Knowledge Second to the Reality of Freedom

Ramji,

Greetings once again. I hope all is well with you and your life.

James: All is good

 I have had much time to reflect on what you told me. “What good is honestly without self discipline?” Indeed. What has become real for me is a shift from questioning to enacting. I no longer feel as though I have any specific questions about the Self or Creation or even the Jiva necessarily. Not that I won’t in the future, but that knowledge seems secondary to the reality of freedom.

Without the distraction of family life, my flickering between the experience of freedom and lingering desires has become more acute.

James:  You don’t flicker.  The mind flickers.  

I am noticing a marked difference in the quality of my thinking when engaging in even the slightest deviation of lifestyle. Such as hanging out with tamasic people for a couple hours. Or eating a heavy meal prepared in a tamasic environment.

It’s not that I feel judgmental towards others. But I am feeling the effects of my lifestyle choices more than ever. I suppose I have entered a period of cultivating desire for these things to change permanently.

James:  Permanent change is an oxymoron. 

At 48 I am seriously late to the party. But as I continue to write about my life I am realizing the severe handicap I have been working with emotionally from a very early age. It really is a miracle that I have come toward spirituality at all, much less find myself contemplating liberation. I am not sure if there is anything I can do to help the process along?

James:  Just keep doing your practice with increased commitment.

Does the mind just get more and more sick of unhealthy lifestyle choices as awareness dawns and eventually give up? I’m not sure.

James:  Be sure.  Of course it does.  If scripture says it, you can bank on it. I say it too.  Don’t doubt the teaching.

It seems I am headed that way, but I’m more and more frustrated by even the slightest setback.

James:  Karma Yoga.  The results are out of your hands. They come when they come.

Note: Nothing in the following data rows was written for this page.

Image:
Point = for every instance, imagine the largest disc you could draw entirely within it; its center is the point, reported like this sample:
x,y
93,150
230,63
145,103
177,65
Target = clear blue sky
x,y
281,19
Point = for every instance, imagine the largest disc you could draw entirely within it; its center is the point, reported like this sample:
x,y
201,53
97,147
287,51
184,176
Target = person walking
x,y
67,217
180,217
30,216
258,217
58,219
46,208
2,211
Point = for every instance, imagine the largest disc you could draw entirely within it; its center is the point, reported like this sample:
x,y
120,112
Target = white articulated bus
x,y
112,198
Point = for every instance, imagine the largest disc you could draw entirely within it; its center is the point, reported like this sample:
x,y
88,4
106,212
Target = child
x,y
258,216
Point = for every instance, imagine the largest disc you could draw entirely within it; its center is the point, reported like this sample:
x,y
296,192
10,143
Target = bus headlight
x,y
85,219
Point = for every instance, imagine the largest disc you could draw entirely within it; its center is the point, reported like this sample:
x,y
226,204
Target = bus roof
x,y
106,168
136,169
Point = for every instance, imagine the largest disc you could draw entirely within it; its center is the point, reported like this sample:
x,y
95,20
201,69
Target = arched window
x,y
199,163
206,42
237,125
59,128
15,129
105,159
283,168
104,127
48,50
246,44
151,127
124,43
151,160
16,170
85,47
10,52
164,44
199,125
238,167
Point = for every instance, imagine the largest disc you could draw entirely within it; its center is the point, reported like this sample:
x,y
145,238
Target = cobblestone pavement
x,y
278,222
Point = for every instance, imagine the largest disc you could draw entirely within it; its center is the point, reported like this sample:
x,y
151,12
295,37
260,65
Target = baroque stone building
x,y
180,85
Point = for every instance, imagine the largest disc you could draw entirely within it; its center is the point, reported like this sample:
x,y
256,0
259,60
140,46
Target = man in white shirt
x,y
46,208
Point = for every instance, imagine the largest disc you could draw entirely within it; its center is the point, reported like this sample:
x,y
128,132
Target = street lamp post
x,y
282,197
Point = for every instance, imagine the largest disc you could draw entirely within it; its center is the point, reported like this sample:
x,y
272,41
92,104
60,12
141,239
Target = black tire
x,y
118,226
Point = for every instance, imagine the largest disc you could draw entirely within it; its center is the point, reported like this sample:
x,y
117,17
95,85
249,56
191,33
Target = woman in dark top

And it doesn’t seem to be the actions themselves that are the issue. It is the uncontrolled habitual engagement. The lapses of conscious choice compelled by a lifetime of action. I find myself wondering who or what this incarnation would be without the continual struggle of bad choices and their effects.

James:  It would be a doubt-free incarnation.  No second guessing the teachingRegret is ugly. Self pity is ugly.

Whenever I first try something it is disappointing to fail. But eventually after enough effort there is a feeling that success should come and a mounting frustration at even the smallest failure.  I wonder if I am being too hard on myself. That is a tendency of mine. But then again giving myself a break  doesn’t help either. Thoughts? 

James:  Don’t think you’re the self that needs a breakThere is no mention of success or failure in the list of quaifications, only the state of mind that evolves from a string or failures or successes.  If you succeed in everything and think you are wonderful, you miss the point.  If you fail at everything and think you are terrible, you miss the point.  A qualified mind is says, “I failed.  So what?”  A qualified mind says, “I succeeded.  So what?”